GUERRA

Putin afirma que Otan participa no conflito na Ucrânia ao fornecer armas

Em contrapartida o presidente ucraniano, Volodimir Zelensky, voltou a prometer que seu país vai recuperar a Crimeia, uma península anexada por Moscou em 2014


Publicado em 26 de fevereiro de 2023 | 12:19
 
 
 

O presidente russo, Vladimir Putin, acusou os países membros da Otan de participação no conflito na Ucrânia com o fornecimento de armas a este país e insistiu que o Ocidente deseja destruir a Rússia.

"Estão enviando dezenas de bilhões de dólares em armas à Ucrânia. Isto é realmente participação", afirmou Putin em uma entrevista ao canal Rossiya-1 exibida neste domingo. "Isto significa que estão participando, embora de forma indireta, nos crimes executados pelo regime de Kiev", disse Putin.

O presidente russo considera que os países ocidentais "têm apenas um objetivo: separar a ex-União Soviética e sua parte principal, a Federação Russa".

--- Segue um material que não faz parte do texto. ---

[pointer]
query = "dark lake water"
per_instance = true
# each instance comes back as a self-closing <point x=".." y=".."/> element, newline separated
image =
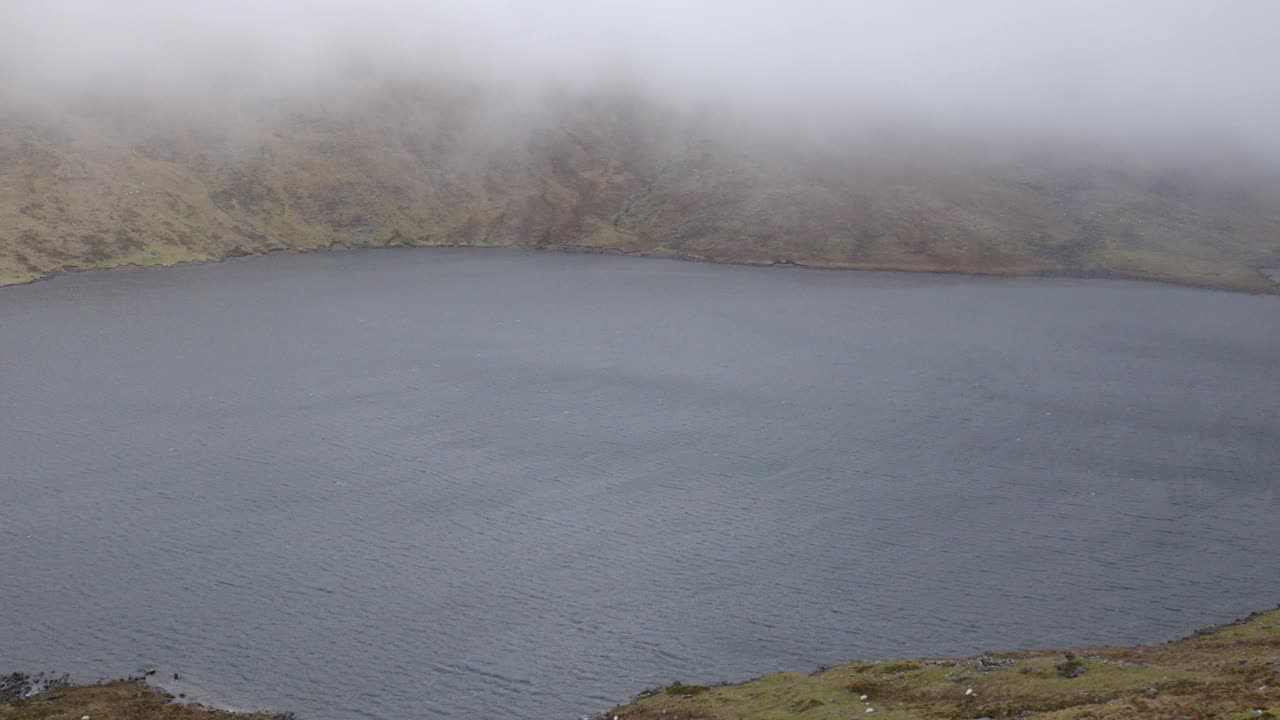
<point x="415" y="483"/>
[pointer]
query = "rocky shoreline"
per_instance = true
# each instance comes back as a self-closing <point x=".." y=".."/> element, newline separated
<point x="1265" y="274"/>
<point x="1230" y="671"/>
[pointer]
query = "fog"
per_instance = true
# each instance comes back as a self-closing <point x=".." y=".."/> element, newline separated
<point x="1136" y="68"/>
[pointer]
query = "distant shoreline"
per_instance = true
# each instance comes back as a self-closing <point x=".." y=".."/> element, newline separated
<point x="1229" y="670"/>
<point x="1270" y="277"/>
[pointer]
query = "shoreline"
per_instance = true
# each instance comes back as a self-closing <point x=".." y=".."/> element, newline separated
<point x="1229" y="670"/>
<point x="1269" y="277"/>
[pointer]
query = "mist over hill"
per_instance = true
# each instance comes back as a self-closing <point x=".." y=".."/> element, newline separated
<point x="1068" y="139"/>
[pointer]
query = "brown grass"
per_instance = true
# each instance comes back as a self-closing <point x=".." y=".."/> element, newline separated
<point x="423" y="168"/>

"Só então eles talvez nos aceitem na chamada família de povos civilizados, mas apenas separados, cada parte de modo separado", acrescentou.

Putin concedeu a entrevista à margem de um evento patriótico organizado na quinta-feira em Moscou, na véspera do aniversário de um ano do início da ofensiva militar russa contra a Ucrânia.

Na entrevista, o presidente russo reiterou seu apelo por um mundo multipolar e afirmou que não tem dúvida de que isto vai acontecer.

"Agora que as tentativas (dos Estados Unidos) de reconfigurar o mundo à sua própria semelhança - após a queda da União Soviética - levaram a esta situação, somos obrigados a reagir", concluiu.

Em contrapartida o presidente ucraniano, Volodimir Zelensky, voltou a prometer que seu país vai recuperar a Crimeia, uma península anexada por Moscou em 2014. "Há nove anos, a agressão russa começou na Crimeia. Ao recuperar a Crimeia vamos restaurar a paz. É nossa terra e nosso povo, nossa história", afirmou Zelensky no Telegram.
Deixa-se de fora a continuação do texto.